Día de la Soberanía: una celebración vergonzosa

Sería sano comenzar a hacernos cargo de nuestro pasado, sin inventarlo, recordando que la historia es una ciencia y no literatura fantástica.

Luciana Sabina

La celebración del Día de la Soberanía, centrada en la figura de Juan Manuel de Rosas, es parte del relato histórico que busca héroes entre tiranos.

Comencemos por la falacia de considerar al Restaurador un símbolo del federalismo. Con Rosas, el centralismo porteño llegó a su máxima expresión. Tras la muerte de Facundo Quiroga y Estanislao López, el resto de los jefes provinciales pasaron a ser simples títeres manipulados a su antojo. Si no lograba convencerlos a través de sobornos, sermones o lisonjas, simplemente los liquidaba.

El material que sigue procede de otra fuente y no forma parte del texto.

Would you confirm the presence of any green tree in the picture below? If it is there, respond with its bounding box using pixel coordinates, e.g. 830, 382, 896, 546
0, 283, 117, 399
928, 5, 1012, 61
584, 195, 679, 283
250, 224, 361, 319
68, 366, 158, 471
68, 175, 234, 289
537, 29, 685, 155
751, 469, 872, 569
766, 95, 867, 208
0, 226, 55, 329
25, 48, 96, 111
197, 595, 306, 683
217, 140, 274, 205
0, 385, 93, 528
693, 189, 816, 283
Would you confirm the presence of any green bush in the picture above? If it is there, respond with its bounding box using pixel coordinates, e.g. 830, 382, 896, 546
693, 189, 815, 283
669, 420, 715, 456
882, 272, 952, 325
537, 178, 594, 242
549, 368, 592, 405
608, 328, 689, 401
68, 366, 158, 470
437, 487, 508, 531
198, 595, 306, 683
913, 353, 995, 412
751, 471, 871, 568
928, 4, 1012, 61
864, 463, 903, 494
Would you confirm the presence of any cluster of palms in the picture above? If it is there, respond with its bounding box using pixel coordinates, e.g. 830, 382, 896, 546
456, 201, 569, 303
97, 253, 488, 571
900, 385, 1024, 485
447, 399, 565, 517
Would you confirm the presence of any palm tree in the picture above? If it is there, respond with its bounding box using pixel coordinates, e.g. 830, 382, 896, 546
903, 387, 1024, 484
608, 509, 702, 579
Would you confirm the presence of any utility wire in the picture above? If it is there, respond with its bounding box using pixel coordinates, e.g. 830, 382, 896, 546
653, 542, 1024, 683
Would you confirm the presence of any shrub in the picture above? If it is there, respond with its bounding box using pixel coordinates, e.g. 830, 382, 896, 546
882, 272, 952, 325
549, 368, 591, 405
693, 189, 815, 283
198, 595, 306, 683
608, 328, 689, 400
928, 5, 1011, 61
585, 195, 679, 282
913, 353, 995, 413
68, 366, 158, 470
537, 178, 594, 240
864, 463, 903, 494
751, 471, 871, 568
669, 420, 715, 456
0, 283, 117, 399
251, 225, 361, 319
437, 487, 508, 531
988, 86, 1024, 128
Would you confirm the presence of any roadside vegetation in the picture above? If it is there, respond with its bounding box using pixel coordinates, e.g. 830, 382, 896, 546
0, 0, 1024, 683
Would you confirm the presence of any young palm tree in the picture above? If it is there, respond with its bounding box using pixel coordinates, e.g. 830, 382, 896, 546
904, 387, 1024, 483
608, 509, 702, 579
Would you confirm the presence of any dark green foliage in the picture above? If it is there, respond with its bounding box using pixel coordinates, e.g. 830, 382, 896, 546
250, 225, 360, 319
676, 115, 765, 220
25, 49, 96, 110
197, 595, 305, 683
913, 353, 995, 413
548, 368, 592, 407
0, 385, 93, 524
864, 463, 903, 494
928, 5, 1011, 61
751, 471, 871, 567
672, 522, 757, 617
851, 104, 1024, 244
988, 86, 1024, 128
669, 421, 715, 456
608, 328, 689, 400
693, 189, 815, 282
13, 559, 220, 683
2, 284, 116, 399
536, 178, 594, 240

Por otra parte, la misma noche en que asumió como gobernador, dijo al agente uruguayo Santiago Vázquez: "Creen que soy federal, no, señor, no soy de partido alguno, sino de la patria". Venía del Partido Unitario. Se alejó cuando Rivadavia nacionalizó la Aduana porteña, perjudicando económicamente a la oligarquía bonaerense que Rosas encabezaba.

Analizando hechos y no discursos, el rosismo estuvo en las antípodas de cualquier ensayo federal, todo se convirtió en un apéndice de los dominios del Restaurador.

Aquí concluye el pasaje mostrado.